The ultimate guide to cloud cost optimization


The cloud’s scalability is both a blessing and a curse. Sure, you can experiment with new ideas without having to worry about getting another rack of servers. But if you’re reading this, you know there’s a price to pay for this comfort.

Overprovisioning and cloud sprawl are real. They will make even a tech giant CFO’s eye twitch at the end of the quarter.

Take Pinterest as an example. During one holiday season, the company’s cloud bill went way over the initial estimates because of increased usage and Pinterest had to pay AWS $20 million on top of the $170 million worth of reserved resources. 

The only way you can deal with the long-term cost implications of the cloud is by implementing cloud cost optimization. And if you don’t want optimization to become a drag on your engineering team, automating it is the only move that gets you there.
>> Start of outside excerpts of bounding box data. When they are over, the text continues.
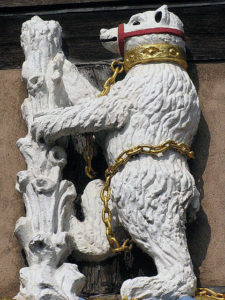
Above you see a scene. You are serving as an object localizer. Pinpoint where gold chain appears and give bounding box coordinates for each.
[83,134,96,179]
[83,43,187,179]
[196,288,225,300]
[98,59,124,97]
[121,288,225,300]
[83,60,124,179]
[101,140,194,252]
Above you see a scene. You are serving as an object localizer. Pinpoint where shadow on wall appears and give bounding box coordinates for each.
[187,64,211,287]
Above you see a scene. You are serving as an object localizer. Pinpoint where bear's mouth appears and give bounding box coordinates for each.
[100,36,117,43]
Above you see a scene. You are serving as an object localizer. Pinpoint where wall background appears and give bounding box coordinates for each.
[0,0,225,299]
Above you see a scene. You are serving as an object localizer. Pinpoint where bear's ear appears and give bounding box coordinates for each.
[155,5,169,24]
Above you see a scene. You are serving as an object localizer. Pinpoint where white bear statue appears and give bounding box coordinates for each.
[32,5,200,300]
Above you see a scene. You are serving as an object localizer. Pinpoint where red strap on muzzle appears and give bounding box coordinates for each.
[118,24,184,56]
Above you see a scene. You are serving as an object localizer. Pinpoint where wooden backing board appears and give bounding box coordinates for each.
[0,2,225,69]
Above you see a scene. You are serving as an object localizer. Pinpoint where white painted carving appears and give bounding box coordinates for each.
[15,17,118,300]
[18,6,200,300]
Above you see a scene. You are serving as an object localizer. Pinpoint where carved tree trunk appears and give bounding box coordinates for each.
[15,17,85,300]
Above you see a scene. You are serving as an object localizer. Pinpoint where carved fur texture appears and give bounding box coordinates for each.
[32,6,200,300]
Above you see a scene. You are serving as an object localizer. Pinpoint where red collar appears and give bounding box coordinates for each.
[118,24,184,56]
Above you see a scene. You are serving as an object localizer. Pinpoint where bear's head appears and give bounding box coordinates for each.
[100,5,185,56]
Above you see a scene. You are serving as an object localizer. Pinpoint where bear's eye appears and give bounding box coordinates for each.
[155,11,162,23]
[132,21,141,25]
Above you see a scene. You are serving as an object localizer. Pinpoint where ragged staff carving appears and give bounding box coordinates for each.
[29,6,200,300]
[15,17,118,300]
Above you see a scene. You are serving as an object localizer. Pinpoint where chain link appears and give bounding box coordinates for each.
[101,140,194,252]
[98,60,124,97]
[196,288,225,300]
[83,134,96,179]
[83,60,124,179]
[121,288,225,300]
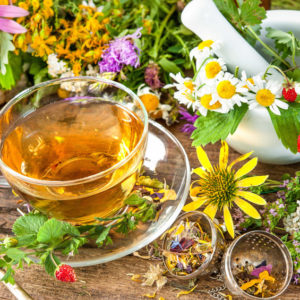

Check out this guide to optimizing cloud costs step-by-step:

  1. Know what you can win by optimizing cloud costs
  2. Start by understanding your cloud bill
  3. Choose the best compute resources for your application
  4. Achieve greater savings with spot instances
  5. Don’t get lured by the promise of savings plans
  6. Pick the right tool for the job
  7. Cloud automation opens the doors to the greatest savings
  8. What you’re doing in the cloud could be done for 50% less

1. Know what you can win by optimizing cloud costs 

cloud cost optimization gains

Is optimizing cloud costs worth your time? Take a look at ​​the optimization gains reported by companies in communication, entertainment, SaaS, and e-commerce:

  • In Q1 2021, Zoom reported that its gross margin widened to 73.9% from 69.4% in the previous quarter primarily because of the effort invested in optimizing public cloud resources.
  • Spotify built a custom tool called Cost Insights to track cloud expenses and encourage engineers to take ownership of the cloud spend, reducing its annual cloud spend by millions of dollars.
  • By making some smart incremental optimization of infrastructure decisions, Segment increased its gross margin by 20% and reduced its infrastructure costs by 30% despite experiencing a 25% larger traffic volume – all within three months. 
  • The e-commerce startup La Fourche saw its cloud bill rise dramatically and ran the CAST AI Savings Report to find optimization opportunities. By turning automated optimization on, the company reduced its monthly cloud bill by 69.9% without increasing engineer workload.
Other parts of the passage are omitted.